Project · AI product photography
Studio-Grade AI Product Photography Pipeline
A few phone photos of a garment go in. A full set of studio-grade shots comes out — flat-lays, on-model, detail crops — in minutes, checked against the real product.
Phone photo Generated Drag to compare. Same garment — one a phone photo, one generated.
The pipeline, end to end.
Seven composable steps. Photos go in; a set of studio shots that's been checked against the real product comes out. The spec drives two generators that run in parallel, an optional branch handles posing, and a validation loop refuses to ship anything that doesn't match.

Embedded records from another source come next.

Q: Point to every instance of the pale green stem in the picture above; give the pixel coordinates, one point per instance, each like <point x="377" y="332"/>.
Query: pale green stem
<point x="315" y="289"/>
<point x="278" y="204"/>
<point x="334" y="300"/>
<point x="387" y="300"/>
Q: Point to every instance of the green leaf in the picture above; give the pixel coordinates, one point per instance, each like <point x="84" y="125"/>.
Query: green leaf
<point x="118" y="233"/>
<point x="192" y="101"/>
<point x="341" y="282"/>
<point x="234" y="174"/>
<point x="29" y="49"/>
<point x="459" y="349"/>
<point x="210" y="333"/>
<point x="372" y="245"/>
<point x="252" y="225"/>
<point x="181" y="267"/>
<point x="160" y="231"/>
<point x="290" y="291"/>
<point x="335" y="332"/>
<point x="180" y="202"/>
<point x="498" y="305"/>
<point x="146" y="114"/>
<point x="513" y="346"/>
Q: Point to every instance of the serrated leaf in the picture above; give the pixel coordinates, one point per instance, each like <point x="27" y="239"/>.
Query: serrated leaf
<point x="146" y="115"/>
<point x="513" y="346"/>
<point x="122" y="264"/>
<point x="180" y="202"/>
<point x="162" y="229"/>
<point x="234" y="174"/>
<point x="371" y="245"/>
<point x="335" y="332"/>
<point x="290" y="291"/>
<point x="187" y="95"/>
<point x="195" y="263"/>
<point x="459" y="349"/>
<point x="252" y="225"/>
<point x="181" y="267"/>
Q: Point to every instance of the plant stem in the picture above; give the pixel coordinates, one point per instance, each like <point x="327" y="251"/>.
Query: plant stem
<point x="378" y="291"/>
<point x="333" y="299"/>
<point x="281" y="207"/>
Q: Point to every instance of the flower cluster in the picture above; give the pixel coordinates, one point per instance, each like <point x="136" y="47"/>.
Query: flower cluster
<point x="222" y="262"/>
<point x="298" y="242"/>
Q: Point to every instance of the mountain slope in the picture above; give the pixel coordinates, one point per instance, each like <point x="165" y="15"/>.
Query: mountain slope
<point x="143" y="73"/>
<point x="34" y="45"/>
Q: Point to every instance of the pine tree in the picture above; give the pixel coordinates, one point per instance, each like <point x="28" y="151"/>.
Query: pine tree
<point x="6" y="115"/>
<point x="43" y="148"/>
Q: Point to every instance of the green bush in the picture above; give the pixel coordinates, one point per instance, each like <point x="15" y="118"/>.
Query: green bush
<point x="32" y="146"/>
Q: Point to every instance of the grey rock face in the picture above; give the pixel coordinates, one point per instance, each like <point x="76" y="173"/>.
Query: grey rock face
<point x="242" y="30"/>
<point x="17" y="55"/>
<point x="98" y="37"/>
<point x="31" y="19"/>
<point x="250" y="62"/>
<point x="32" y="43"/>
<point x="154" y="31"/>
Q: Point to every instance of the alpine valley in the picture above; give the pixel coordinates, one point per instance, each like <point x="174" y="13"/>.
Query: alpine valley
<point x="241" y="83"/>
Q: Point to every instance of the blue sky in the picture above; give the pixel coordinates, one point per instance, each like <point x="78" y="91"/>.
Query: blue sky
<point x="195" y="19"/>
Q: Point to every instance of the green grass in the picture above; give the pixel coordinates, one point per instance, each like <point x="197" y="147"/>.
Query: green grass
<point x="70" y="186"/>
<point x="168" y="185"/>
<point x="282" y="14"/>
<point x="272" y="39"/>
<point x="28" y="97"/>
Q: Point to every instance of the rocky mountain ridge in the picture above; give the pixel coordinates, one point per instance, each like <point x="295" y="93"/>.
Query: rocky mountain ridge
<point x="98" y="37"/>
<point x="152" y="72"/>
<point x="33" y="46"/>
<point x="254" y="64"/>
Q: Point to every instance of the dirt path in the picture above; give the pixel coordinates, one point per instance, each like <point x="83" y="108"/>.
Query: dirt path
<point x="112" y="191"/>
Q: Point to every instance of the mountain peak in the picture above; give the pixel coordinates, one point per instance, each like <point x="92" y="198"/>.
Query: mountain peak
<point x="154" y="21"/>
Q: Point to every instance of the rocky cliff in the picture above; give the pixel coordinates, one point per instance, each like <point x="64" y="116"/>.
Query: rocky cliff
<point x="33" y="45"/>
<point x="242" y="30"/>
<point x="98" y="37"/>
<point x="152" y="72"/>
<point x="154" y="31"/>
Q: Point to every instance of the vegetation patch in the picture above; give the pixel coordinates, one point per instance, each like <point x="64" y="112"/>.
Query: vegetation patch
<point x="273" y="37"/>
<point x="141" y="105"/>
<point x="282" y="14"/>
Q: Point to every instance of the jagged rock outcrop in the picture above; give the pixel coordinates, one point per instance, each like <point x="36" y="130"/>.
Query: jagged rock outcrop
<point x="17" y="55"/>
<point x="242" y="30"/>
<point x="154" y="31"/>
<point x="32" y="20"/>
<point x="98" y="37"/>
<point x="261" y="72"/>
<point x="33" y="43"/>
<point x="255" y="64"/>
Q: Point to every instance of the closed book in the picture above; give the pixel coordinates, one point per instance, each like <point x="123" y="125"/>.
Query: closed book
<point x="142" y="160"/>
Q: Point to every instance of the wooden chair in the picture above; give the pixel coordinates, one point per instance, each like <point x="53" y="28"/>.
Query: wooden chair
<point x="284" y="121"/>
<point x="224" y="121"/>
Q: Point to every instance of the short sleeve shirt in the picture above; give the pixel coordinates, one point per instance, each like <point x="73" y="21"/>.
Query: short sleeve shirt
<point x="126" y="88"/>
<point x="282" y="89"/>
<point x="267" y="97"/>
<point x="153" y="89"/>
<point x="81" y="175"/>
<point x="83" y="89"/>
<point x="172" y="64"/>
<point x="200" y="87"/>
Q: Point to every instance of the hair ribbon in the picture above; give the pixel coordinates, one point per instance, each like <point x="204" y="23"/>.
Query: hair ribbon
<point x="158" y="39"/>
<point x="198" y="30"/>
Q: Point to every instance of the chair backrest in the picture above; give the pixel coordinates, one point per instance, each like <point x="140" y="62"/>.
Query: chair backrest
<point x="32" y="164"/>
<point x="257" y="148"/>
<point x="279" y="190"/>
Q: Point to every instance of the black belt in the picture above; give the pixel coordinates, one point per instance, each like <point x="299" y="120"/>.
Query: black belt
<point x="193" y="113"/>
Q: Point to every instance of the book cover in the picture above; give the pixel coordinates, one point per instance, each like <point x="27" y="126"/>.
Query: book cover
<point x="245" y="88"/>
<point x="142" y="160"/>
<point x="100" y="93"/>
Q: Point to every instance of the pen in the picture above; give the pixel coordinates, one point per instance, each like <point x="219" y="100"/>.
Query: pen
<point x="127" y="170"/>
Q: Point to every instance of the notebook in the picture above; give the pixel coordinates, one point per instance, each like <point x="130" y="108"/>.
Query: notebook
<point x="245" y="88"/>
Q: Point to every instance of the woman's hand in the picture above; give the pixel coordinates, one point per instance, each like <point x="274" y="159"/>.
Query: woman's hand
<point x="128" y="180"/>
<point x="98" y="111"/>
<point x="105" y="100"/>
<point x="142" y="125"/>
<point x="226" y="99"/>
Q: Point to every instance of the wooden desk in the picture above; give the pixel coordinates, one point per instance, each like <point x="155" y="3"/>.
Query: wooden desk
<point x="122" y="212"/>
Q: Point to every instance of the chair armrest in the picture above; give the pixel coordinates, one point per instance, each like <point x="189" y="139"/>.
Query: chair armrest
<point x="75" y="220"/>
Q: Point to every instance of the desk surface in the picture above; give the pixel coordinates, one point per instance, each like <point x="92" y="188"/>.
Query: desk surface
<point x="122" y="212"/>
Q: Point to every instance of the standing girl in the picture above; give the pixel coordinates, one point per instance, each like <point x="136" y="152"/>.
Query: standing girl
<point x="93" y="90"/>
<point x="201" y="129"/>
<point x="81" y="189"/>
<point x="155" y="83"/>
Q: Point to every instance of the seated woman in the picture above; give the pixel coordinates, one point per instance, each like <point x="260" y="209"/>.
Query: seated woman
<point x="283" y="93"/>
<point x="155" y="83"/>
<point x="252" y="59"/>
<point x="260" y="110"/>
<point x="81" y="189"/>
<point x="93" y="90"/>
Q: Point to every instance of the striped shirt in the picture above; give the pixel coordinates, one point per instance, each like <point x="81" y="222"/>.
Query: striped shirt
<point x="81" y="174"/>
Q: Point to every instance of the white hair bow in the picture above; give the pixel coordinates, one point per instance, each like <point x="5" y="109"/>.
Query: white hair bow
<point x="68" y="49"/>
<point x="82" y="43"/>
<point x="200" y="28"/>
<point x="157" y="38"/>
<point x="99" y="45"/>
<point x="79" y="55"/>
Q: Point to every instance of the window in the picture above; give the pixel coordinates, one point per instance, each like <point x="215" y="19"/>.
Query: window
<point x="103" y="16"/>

optional pose branch — feeds the try-on
the spec drives two generators that run in parallel
every generated shot is scored against the real product
↺ loops until pattern, colour & build all pass
↓ only a passing shot ships
How every node works.
Each step is its own small tool with a clean input and output, so the pipeline is built from parts you can run, swap, or rerun on their own.
-
Read the garment
A vision model studies every phone photo at once and writes a full technical spec of the garment — fabric and drape, cut, pattern, hardware, trim, and a colour palette in proper fashion terms. That spec, not the photos, is what every later step generates against.
A few phone photos ~600-word garment spec- Technique
- Multi-image synthesis. Close-ups carry texture, stitching and hardware; full-length frames carry silhouette and drape — the model fuses them into one description.
- The thinking
- Generators drift when they work straight from pixels. Turning the product into precise words first gives every downstream shot a single source of truth to match, so a button stays a button and blush pink stays blush pink.

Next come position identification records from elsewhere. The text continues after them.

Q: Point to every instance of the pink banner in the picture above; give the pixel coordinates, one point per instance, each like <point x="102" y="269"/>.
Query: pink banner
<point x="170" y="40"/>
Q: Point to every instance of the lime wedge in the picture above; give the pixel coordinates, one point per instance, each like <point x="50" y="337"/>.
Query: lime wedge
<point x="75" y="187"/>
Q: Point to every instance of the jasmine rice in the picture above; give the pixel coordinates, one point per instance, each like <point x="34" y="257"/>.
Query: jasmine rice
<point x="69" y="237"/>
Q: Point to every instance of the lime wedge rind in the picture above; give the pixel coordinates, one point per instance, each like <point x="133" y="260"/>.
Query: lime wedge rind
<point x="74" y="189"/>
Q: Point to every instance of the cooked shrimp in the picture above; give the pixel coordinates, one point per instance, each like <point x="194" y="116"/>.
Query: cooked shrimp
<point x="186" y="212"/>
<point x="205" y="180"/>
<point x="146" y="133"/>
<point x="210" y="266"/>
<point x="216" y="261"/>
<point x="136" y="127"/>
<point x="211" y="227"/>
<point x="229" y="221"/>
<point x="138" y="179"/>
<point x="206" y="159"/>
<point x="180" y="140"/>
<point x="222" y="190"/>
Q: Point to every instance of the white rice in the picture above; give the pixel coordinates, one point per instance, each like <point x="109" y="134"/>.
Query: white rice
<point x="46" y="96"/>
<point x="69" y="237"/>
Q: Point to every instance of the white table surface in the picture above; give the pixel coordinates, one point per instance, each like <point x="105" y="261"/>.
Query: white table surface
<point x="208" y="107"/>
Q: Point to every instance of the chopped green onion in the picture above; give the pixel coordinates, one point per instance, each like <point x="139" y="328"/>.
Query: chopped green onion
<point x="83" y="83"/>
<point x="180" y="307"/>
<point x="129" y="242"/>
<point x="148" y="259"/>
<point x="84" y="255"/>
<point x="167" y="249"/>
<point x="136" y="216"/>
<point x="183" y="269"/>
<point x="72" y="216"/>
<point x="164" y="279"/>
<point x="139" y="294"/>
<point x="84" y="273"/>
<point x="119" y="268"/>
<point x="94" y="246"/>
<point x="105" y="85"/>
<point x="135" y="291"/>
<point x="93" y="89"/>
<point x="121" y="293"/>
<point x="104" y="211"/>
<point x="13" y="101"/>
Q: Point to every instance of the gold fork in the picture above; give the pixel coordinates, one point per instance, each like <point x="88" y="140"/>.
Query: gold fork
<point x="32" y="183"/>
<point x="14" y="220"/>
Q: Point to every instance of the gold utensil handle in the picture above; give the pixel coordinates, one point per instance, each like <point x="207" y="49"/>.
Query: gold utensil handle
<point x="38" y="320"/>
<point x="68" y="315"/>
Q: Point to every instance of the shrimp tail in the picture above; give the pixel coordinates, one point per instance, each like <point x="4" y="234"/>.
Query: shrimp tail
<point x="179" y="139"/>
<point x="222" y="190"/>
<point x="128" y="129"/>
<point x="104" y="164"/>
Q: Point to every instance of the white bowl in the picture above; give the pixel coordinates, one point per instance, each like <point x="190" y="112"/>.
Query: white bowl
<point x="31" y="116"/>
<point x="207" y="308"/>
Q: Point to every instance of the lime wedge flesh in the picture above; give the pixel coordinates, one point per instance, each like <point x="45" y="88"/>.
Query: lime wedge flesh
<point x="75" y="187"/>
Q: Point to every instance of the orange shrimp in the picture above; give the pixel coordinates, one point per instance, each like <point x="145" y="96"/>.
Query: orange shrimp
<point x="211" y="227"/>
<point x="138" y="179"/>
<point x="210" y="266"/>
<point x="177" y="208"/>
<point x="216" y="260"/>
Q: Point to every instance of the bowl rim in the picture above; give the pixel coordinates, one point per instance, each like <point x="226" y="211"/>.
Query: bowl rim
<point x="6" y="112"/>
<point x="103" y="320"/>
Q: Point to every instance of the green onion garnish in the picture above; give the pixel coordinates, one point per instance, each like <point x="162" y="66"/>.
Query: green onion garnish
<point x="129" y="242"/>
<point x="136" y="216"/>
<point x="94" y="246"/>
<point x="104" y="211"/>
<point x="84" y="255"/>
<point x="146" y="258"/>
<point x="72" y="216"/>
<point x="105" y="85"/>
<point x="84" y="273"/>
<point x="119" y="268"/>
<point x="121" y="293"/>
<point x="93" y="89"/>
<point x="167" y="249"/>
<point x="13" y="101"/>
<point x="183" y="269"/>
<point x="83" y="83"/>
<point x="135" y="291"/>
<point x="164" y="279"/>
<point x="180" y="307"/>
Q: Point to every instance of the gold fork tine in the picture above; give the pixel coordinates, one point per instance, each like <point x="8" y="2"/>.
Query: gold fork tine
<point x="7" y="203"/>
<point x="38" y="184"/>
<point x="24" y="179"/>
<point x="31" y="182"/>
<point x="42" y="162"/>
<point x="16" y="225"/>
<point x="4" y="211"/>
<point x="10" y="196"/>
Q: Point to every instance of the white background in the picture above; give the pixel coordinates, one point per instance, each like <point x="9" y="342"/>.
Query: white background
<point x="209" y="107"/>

Extracted specCategory 2-piece long setMaterial Plush, velvet-like fleecePattern White & blush stripes, coral bowsDetails Notched lapel, lace trim, patch pockets -
Extract the pose
An optional branch. Point it at any model photo and it writes a purely anatomical description of the pose — stance, spine, every joint angle — precise enough to rebuild from the text alone.

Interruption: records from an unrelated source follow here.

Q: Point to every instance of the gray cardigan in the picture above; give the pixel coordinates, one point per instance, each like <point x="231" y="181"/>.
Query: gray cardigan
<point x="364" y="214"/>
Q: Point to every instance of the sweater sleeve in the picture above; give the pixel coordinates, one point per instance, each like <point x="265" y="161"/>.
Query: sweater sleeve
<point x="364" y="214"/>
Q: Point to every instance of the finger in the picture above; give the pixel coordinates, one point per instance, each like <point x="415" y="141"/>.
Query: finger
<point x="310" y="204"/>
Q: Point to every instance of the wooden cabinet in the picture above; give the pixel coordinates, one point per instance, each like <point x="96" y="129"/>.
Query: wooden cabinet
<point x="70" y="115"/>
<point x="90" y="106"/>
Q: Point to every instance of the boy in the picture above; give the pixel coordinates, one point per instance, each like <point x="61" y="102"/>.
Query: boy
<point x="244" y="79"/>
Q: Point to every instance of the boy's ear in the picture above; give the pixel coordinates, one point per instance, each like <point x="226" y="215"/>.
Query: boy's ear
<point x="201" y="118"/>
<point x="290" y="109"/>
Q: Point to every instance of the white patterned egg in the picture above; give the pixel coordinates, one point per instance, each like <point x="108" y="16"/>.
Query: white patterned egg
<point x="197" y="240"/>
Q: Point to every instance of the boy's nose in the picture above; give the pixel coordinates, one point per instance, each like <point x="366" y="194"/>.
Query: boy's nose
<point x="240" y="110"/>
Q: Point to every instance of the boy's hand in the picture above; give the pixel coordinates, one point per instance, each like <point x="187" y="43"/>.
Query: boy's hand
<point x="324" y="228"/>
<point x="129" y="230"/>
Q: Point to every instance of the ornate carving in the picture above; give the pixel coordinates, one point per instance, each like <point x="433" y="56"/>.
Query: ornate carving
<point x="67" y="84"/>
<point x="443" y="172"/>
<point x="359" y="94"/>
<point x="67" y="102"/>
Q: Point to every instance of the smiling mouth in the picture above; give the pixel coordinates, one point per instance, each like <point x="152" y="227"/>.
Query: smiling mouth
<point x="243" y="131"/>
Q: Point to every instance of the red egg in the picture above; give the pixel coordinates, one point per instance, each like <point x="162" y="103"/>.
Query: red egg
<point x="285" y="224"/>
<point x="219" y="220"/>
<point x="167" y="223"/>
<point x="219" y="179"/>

A model photo An anatomical pose spec- Technique
- Identity-stripped extraction. It describes only body mechanics in anatomical terms — abduction, flexion, rotation — and is explicitly barred from naming skin, face, clothing or background.
- The thinking
- Separating pose from identity turns poses into reusable text. Extract once, build a library, and apply the same pose to any model later — without re-shooting, and without carrying over who was in the original frame.
Pose spec · identity-freeStance Seated, weight through pelvisSpine Upright, slight left rotationRight arm Elbow ~50°, hand to clavicleLegs Loose cross-legged -
Generate the flat-lay set
From the spec plus the raw photos, it shoots the flat-lays a store actually needs: a clean retail fold, a relaxed styling layout, and a macro crop for fabric and stitch.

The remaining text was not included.